Between  April 1st, the time we posted on Facebook that we were expecting twins, and April 10th of 2014 when we were to go to New York to visit family,  we had another doctors appointment that changed our lives.  But this time it was the most devastating news any expecting parents could possibly hear, “there’s something wrong with one of them.”

As soon as we heard the news I cried.  I cried  harder than I ever cried before, I’m sure of it.  I was on a cloud with the last doctors visit, but this time I was at an all time low.  I was told that one child will not survive the pregnancy (this was the one and only time they mentioned abortion and I remember my husbands reaction to that was as if the doctor told him something offensive… It was never mentioned to us again).  Well, we got the same unfortunate news confirmed by another doctor as well as a specialist soon after.  In the ultrasound, it showed a very large cystic hygroma on the back of her neck, a cystic hygroma is basically a very large pocket of skin filled with cysts inside.  They also saw hydrops around her heart and her abdomen, which is an accumulation of fluid around these areas.  They mentioned that she probably had something called Turners Syndrome because of everything the ultrasound showed.  They also confirmed we were have a boy and a girl during this time.  On paper were blessed with a dream come true but in reality it seemed like we were in a nightmare.  Looking back I wish I would have had more faith in my daughter, my pregnancy and my Lord.
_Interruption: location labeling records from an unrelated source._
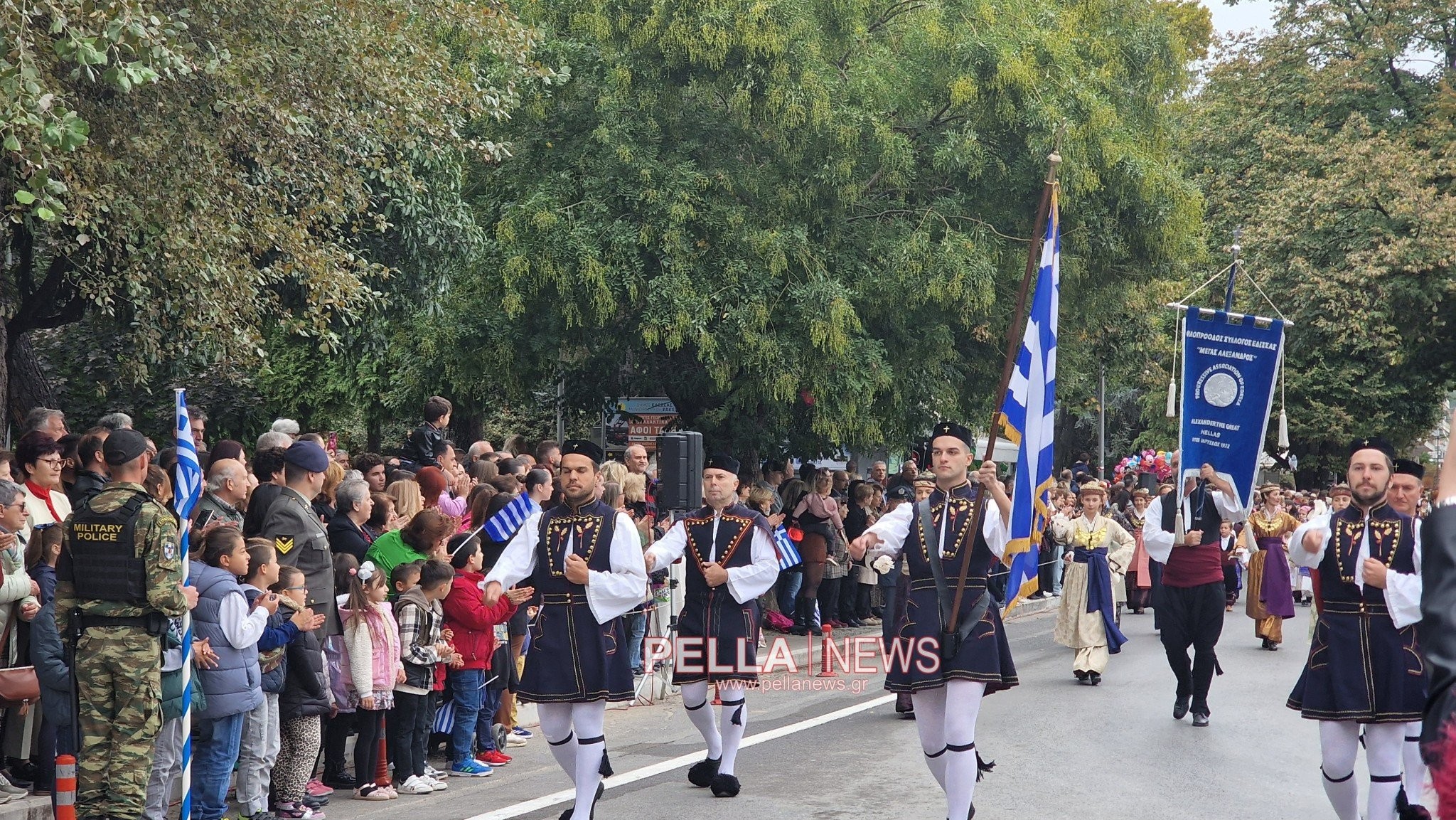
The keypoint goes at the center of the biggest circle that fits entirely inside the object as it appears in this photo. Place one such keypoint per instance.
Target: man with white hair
(226, 491)
(289, 427)
(115, 421)
(274, 439)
For the rest of the pregnancy in North Carolina I followed up closely with the specialist. Josh and I went to every doctors appointment expecting for them to tell us she passed away but that was so far from what actually happened.  In fact our last appoint in North Carolina, before I moved back to Houston, the specialist told us in a very surprised voice that our daughters hydrops looked better.  He mentioned that if in fact she did make it that she would be the second baby that he had ever seen survive after having such significant issues in utero.

I must mention that after the babies were born, the specialist called me himself to ask about her.  I proudly informed him that they were both doing well but it was going to be a long road for her.  At that point I had no idea how long and bumpy it was going to be but I am happy that I had such a wonderful team during our pregnancy in North Carolina.